The best actor is the one who forgets his individuality and becomes one with his acting; then his crying is authentic, his love is authentic, then whatever he says is not just the prompted role, it comes from his very heart – it looks almost real. […]
When you have to play a part, you have to be deeply involved in it. You have to become it. Everybody is playing some part, knowing perfectly well that this is not what he is supposed to be. This creates a rift, an anxiety, and that anxiety destroys all your possibilities of relaxing, of trusting, of loving, of having any communion with anybody – a friend, a beloved, a master. You become isolated. You become, with your own decisions, self-exiled, and then you suffer.
So much suffering in the world is not natural; it is a very unnatural state of affairs. One can accept once in a while somebody suffering, but blissfulness should be natural and universal. But you have to deserve it, and for deserving you don’t have to do some great acts – go to the moon or climb Everest.
You have to learn small secrets. But there are people who are not ready to learn small secrets – it is against their egos to learn anything. I have been getting rid of such people continuously, because they are unnecessarily wasting their time and occupying other people’s places.
Just the other day one man wrote, “I enjoy very much when you come in and I enjoy very much when you go back, but in the middle, sitting for one or two hours, I don’t enjoy at all.” Now what to do with such a case? If there are many such cases I can manage a special session for them: I will come and I will go and they are free. There is no need to sit in between. But these stupid people go on hanging around my neck unnecessarily.

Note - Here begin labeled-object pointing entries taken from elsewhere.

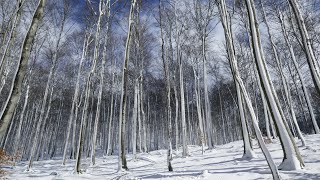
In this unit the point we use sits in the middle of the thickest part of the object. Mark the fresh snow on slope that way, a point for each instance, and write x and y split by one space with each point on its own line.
222 162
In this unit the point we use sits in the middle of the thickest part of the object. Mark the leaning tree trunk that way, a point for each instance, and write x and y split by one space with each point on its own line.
292 159
236 76
16 88
296 66
283 78
312 62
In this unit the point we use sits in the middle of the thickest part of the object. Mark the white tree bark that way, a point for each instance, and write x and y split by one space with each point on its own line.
16 88
122 164
75 98
296 66
234 69
312 62
103 10
291 160
283 78
183 111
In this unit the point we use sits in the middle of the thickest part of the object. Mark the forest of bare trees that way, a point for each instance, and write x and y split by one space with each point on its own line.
113 77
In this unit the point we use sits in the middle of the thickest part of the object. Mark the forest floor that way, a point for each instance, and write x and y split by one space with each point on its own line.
222 162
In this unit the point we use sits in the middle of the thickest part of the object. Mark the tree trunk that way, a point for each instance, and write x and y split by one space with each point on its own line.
16 88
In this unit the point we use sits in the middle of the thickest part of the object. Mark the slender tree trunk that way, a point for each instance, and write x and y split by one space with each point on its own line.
123 102
16 88
168 93
75 99
183 112
105 9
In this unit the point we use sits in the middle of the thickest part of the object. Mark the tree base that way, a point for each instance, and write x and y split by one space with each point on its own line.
290 164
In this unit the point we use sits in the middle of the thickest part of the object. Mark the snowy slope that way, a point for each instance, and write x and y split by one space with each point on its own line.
223 162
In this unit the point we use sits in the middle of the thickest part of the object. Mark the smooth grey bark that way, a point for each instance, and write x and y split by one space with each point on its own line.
296 66
233 64
75 98
292 159
122 163
16 88
165 62
312 62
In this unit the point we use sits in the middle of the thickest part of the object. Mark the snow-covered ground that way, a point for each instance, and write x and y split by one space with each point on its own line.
223 162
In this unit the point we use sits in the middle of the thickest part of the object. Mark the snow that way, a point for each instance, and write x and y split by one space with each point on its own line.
222 162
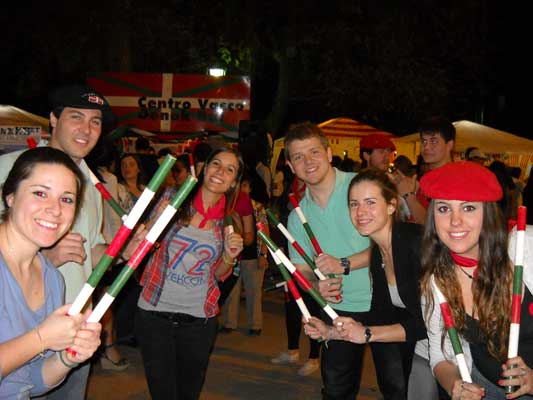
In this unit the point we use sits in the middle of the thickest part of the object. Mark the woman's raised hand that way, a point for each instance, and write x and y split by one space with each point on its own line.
517 373
316 329
86 341
233 243
58 330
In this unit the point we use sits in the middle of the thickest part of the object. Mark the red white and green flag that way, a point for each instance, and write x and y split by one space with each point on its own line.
180 103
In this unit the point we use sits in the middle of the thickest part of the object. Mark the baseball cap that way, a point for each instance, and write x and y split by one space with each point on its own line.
81 96
376 141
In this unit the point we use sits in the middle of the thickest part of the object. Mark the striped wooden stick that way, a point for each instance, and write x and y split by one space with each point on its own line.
276 286
305 224
291 286
452 332
514 330
122 235
191 165
107 196
142 250
31 142
302 281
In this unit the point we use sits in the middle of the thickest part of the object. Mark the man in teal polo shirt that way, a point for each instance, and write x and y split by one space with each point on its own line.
325 206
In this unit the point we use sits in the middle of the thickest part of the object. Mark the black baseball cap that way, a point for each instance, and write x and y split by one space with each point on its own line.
81 96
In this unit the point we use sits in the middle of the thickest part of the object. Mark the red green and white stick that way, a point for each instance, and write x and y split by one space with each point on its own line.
107 196
295 244
516 304
282 284
142 250
291 286
514 332
452 332
302 281
307 228
191 165
31 143
122 234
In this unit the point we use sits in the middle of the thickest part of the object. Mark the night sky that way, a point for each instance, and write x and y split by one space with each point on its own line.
386 63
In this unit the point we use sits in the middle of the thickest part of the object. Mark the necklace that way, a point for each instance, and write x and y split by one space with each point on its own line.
466 273
383 263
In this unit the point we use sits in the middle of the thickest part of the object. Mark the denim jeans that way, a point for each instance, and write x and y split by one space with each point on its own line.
175 350
74 386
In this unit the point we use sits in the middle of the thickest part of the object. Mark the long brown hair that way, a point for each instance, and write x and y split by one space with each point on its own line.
185 212
491 289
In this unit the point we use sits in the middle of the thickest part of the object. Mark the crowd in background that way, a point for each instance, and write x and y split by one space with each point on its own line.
376 219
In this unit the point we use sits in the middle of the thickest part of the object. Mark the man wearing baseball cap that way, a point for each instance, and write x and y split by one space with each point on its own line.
437 138
375 150
78 113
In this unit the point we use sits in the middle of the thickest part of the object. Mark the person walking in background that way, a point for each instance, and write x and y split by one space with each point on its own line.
437 138
253 259
145 156
346 251
176 315
132 175
375 151
293 318
181 170
102 160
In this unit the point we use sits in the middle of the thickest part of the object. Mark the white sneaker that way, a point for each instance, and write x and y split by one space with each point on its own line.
285 358
309 367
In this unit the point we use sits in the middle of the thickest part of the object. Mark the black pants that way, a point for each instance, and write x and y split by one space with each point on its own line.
175 350
293 322
393 366
342 362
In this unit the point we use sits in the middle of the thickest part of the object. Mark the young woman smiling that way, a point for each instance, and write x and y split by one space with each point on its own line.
394 323
176 319
41 195
465 250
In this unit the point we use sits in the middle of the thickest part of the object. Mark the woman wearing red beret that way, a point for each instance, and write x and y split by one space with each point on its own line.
465 249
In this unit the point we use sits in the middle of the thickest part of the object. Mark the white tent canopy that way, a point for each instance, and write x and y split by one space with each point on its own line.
17 127
13 116
470 134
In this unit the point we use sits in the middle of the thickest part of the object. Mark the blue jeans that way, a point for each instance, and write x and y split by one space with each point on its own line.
74 386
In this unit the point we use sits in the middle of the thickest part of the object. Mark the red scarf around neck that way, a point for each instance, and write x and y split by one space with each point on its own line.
463 261
213 212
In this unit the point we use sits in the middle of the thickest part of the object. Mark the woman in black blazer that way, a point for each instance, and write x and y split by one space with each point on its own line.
394 324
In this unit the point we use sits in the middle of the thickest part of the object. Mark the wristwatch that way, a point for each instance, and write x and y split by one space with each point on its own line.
368 334
345 263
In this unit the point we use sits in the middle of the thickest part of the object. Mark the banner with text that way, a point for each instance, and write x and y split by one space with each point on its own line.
178 103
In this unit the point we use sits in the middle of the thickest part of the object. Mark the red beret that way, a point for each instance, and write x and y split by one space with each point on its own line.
376 141
463 180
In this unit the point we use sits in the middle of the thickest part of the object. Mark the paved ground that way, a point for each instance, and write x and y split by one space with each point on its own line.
239 368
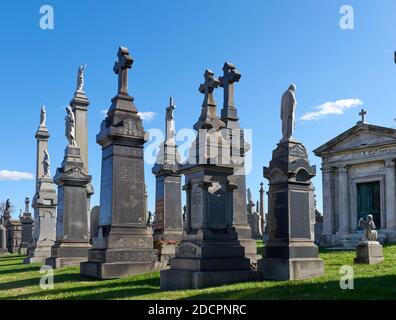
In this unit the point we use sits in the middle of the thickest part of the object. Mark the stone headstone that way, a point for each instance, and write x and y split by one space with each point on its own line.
209 253
94 226
290 252
72 230
168 222
79 104
233 130
44 200
26 229
124 245
3 237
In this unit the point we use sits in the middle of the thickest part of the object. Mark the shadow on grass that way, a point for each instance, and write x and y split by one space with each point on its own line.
374 288
109 289
20 270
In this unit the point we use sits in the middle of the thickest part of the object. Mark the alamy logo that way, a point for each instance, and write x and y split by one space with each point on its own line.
347 18
47 18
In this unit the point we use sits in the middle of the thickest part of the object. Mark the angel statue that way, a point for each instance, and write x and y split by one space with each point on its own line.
80 77
70 127
46 164
370 234
43 117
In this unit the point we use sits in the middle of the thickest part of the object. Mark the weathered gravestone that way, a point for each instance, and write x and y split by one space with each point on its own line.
94 226
45 199
124 245
369 250
26 229
3 237
168 222
72 229
234 134
290 252
209 253
79 104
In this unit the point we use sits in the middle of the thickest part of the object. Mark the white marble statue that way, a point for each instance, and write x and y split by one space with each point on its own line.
70 127
288 109
46 164
43 117
80 77
370 234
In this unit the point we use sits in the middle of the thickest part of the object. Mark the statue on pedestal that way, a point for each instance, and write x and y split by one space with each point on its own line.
70 122
370 234
288 108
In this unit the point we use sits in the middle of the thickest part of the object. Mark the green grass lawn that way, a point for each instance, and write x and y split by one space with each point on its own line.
19 281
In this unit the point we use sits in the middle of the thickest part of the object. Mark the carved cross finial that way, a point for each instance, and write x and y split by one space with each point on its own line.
170 121
230 75
363 113
121 67
208 86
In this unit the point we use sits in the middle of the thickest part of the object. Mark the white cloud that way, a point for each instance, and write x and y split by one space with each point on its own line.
15 175
331 107
147 116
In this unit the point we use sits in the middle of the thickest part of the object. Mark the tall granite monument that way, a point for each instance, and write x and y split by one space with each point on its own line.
26 229
44 200
209 253
3 237
235 135
124 244
72 229
168 222
79 105
290 252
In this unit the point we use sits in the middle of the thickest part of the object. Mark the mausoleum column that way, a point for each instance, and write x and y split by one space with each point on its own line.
343 203
328 214
390 195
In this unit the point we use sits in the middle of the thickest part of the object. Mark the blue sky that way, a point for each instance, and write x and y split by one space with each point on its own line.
273 43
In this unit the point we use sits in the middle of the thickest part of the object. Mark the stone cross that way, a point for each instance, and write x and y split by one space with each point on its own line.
230 76
208 86
121 67
362 113
170 121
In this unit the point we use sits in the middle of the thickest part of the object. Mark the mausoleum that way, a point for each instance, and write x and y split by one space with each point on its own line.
358 172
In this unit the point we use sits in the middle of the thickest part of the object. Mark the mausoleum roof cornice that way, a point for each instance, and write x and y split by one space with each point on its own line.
329 147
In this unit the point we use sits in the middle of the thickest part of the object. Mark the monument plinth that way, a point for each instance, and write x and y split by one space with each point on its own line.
44 200
168 222
124 244
209 253
26 229
44 204
3 237
290 252
369 250
72 226
234 134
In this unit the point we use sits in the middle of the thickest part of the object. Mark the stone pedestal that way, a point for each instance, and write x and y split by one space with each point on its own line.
94 225
44 204
369 252
290 252
3 247
124 245
13 236
72 233
27 224
168 223
233 133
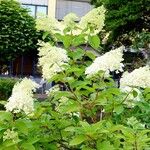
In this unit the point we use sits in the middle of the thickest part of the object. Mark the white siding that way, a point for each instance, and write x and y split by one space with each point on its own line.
63 7
35 2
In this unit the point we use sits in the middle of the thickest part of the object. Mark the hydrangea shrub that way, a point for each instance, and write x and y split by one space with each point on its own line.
85 109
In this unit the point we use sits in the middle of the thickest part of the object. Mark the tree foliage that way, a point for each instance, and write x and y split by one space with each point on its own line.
125 16
17 33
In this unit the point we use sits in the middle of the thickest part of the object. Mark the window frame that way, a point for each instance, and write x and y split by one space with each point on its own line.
35 13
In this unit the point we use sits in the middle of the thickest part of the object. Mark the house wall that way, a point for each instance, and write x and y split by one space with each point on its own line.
57 8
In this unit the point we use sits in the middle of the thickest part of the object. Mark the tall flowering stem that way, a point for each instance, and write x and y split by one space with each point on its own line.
22 97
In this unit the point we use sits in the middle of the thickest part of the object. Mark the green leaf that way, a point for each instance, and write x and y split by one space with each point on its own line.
67 39
94 41
104 145
5 116
77 54
78 40
135 93
78 140
21 126
90 55
118 109
27 146
45 34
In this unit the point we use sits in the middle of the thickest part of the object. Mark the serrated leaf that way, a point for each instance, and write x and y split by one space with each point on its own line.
78 140
28 146
78 40
5 116
135 93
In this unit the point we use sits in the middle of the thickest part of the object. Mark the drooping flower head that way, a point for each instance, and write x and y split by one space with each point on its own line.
94 18
22 97
110 61
137 78
51 59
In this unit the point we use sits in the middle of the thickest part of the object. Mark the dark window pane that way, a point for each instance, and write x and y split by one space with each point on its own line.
31 8
41 10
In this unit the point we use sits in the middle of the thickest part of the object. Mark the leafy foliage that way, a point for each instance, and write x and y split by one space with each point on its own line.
125 16
17 33
83 113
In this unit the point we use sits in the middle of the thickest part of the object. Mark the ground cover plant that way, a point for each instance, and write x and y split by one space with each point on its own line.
86 109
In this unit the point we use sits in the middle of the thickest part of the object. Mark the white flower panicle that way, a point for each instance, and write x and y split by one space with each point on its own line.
110 61
52 60
137 78
94 18
22 97
10 135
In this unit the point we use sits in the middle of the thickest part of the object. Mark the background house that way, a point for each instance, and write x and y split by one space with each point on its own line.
57 8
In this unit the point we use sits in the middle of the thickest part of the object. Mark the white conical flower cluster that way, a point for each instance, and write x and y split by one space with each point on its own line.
137 78
110 61
51 59
94 18
22 97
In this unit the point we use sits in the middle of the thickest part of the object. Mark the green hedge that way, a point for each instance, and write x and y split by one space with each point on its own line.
6 86
18 33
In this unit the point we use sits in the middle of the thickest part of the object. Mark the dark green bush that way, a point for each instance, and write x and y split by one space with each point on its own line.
6 86
18 33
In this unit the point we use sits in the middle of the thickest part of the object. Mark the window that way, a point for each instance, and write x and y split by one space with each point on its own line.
41 9
36 9
63 7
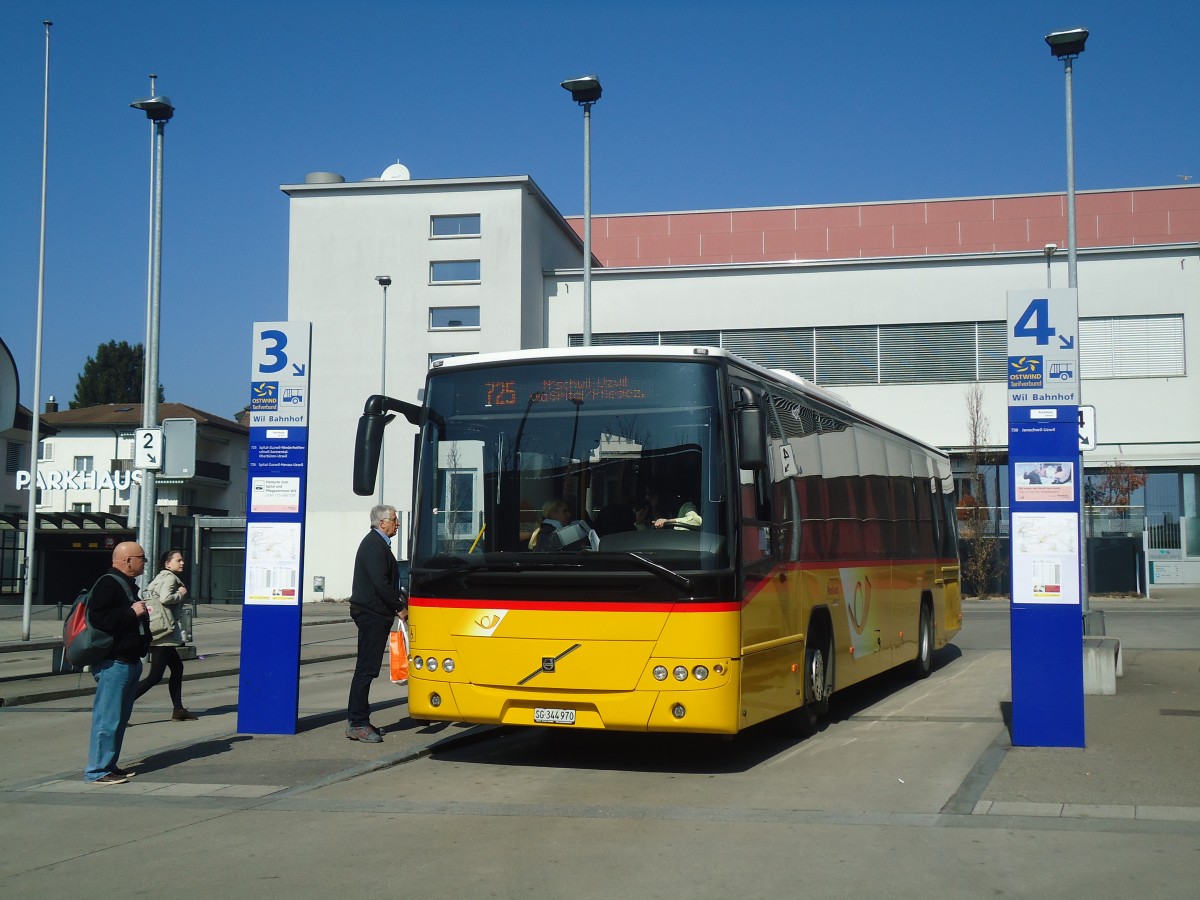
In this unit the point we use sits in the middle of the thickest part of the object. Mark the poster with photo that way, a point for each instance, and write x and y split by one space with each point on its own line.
1042 481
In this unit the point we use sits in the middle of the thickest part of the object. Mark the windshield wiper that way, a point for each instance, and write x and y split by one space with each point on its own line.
550 562
478 565
667 575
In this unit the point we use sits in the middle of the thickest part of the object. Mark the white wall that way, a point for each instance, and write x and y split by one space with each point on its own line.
1141 420
341 237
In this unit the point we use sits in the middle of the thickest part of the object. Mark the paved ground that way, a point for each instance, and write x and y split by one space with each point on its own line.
933 757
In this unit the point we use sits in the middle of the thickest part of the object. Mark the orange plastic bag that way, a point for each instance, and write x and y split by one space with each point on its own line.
397 652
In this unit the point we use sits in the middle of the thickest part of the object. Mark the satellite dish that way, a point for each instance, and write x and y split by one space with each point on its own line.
396 172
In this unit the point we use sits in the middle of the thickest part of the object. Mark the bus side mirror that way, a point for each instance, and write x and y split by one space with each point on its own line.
751 438
367 445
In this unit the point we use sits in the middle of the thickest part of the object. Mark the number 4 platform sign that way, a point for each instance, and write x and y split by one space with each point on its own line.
1045 469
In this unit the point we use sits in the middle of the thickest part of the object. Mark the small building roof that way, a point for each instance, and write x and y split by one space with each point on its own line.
130 415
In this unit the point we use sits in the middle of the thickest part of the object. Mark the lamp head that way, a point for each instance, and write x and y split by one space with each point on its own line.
585 89
1067 45
157 108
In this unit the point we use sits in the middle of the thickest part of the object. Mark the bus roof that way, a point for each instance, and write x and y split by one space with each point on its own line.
681 353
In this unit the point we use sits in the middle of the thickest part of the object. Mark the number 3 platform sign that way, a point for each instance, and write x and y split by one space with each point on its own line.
1045 467
269 682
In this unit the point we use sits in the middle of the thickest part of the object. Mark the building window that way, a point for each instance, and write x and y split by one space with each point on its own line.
439 357
930 353
454 226
454 271
454 317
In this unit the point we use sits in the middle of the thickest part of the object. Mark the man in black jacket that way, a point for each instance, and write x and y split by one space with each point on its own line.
115 610
375 603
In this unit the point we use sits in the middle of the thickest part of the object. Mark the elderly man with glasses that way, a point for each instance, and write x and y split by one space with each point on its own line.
375 603
115 610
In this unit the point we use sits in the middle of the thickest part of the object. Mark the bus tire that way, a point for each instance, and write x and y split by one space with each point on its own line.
819 673
924 663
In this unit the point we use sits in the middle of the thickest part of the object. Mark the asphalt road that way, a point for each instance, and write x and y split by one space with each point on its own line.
863 808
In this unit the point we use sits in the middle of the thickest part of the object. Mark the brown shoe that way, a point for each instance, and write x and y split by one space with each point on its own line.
109 779
364 733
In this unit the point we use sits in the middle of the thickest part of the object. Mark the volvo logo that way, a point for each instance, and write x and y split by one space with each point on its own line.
550 664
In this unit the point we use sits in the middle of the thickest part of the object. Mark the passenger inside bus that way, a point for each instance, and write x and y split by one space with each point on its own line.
555 515
687 520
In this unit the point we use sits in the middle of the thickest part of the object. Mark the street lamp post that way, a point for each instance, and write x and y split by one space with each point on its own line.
1067 46
384 282
159 111
36 406
586 90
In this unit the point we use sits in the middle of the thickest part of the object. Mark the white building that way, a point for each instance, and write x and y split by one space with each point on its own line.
899 307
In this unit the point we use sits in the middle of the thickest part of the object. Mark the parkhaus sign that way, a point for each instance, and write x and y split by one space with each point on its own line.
75 480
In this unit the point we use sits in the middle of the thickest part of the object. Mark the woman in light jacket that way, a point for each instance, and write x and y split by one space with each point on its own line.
163 597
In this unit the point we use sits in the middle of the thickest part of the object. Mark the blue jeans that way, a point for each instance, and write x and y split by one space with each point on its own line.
117 683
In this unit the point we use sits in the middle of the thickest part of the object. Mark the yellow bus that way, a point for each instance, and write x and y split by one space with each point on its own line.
660 539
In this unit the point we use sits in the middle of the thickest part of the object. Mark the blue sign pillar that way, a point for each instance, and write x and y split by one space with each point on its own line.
269 682
1045 469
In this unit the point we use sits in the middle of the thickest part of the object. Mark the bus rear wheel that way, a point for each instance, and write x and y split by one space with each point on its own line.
924 663
819 675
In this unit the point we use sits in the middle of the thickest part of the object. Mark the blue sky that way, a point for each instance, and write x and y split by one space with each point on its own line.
707 105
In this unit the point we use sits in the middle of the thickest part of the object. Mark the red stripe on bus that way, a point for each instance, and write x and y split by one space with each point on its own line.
574 605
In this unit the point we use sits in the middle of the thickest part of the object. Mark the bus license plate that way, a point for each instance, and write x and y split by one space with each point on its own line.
553 717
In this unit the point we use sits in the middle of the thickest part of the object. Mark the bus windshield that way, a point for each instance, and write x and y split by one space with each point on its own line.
573 461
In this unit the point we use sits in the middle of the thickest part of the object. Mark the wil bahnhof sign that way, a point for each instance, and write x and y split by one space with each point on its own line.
1045 467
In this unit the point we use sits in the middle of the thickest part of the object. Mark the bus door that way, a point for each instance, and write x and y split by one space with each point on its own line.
772 630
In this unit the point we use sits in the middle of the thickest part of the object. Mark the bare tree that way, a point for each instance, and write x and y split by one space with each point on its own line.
977 532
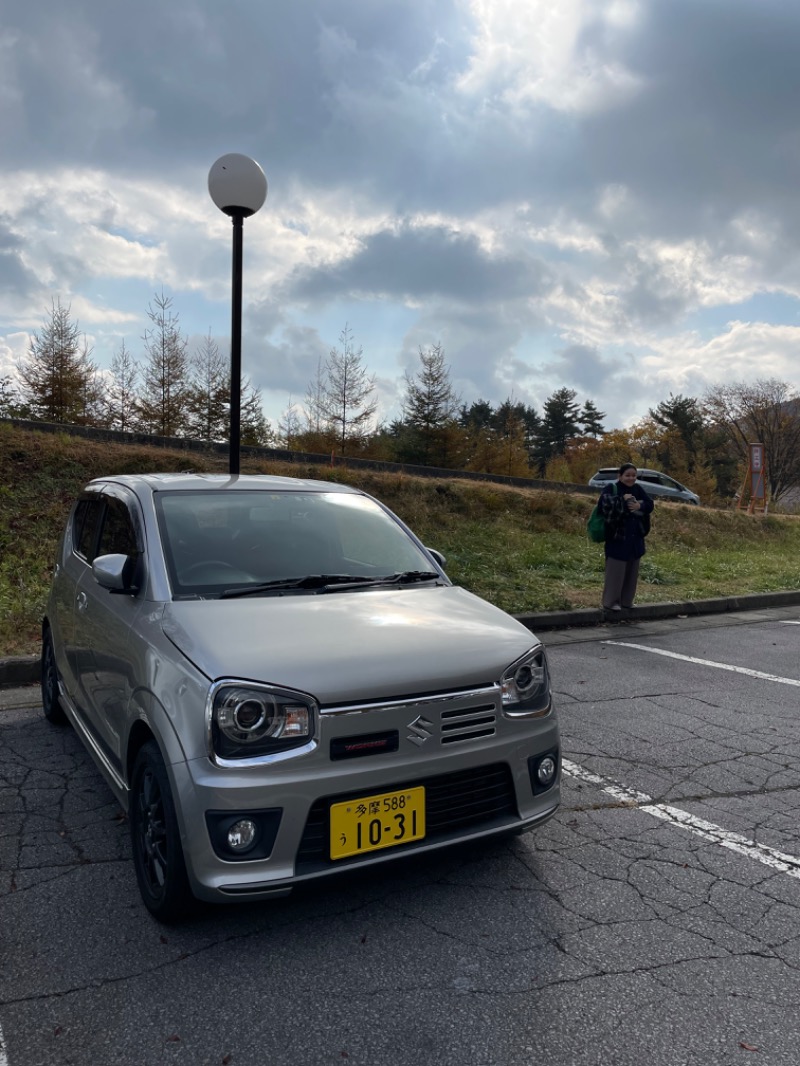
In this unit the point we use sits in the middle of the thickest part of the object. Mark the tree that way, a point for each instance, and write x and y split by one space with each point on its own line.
768 413
162 404
59 378
121 391
347 405
208 399
591 420
428 432
684 415
254 427
10 404
560 423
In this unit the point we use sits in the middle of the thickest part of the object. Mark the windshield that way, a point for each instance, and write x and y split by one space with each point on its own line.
214 543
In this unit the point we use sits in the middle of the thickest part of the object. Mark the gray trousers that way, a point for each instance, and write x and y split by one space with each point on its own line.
621 581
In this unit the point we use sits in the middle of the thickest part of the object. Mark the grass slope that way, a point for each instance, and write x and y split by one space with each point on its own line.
523 549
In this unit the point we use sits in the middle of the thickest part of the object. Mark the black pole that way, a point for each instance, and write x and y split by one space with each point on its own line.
236 344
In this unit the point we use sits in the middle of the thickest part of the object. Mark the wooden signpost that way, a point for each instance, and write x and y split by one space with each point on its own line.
753 493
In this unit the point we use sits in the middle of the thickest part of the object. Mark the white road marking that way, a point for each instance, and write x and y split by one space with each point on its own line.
780 861
708 662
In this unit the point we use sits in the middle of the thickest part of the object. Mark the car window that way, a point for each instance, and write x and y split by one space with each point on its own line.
84 527
217 540
117 535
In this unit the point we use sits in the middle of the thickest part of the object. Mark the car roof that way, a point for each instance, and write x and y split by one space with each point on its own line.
217 482
638 470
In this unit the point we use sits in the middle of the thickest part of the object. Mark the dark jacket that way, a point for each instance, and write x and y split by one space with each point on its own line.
625 531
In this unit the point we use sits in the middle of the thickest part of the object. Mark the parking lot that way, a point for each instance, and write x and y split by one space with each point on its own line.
655 920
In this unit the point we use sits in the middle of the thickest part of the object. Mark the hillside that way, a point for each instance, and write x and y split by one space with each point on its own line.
523 549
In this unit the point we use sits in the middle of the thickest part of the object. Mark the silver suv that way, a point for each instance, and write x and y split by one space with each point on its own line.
653 482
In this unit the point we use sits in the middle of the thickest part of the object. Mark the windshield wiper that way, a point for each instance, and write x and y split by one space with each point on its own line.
323 581
409 577
310 581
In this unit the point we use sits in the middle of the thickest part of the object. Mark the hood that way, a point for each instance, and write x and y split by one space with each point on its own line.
348 647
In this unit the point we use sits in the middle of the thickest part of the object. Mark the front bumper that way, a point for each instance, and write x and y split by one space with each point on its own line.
477 787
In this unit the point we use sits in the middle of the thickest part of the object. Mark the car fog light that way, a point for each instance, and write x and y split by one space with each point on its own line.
546 770
242 835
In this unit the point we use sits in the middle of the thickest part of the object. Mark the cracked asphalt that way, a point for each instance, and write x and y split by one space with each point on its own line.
654 922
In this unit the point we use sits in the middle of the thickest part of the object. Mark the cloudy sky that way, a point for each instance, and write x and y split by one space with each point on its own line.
598 194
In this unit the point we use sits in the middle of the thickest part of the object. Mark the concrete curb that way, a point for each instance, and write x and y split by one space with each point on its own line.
25 669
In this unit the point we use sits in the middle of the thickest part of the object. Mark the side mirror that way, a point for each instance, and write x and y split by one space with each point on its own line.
114 572
438 556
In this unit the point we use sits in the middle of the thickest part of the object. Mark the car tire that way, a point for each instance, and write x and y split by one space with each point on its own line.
158 855
50 701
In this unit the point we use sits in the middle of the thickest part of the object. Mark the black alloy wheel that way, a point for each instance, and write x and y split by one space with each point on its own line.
158 856
50 703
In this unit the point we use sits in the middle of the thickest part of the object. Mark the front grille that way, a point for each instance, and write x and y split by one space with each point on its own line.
467 725
454 803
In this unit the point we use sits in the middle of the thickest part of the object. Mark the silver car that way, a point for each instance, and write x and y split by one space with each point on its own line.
653 482
280 682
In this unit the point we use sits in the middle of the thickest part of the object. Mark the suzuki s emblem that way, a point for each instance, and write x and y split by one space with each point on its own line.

Hymie sees an old friend standing on the other side of the road from the Thames Bridge. “David, what are you standing there for?”
“I am going to jump off that bridge. My wife has left me, my children won’t speak to me, and I am bankrupt.”
“So why stand there?”
“The traffic. I could get killed crossing the road.”
He wants to commit suicide by jumping from the bridge and he is afraid of the traffic. Such is the wavering mind of man – one moment one wants to commit suicide, the next moment one wants to live. There is no decisiveness. And without decisiveness, your life will remain wishy-washy. It cannot become a splendor.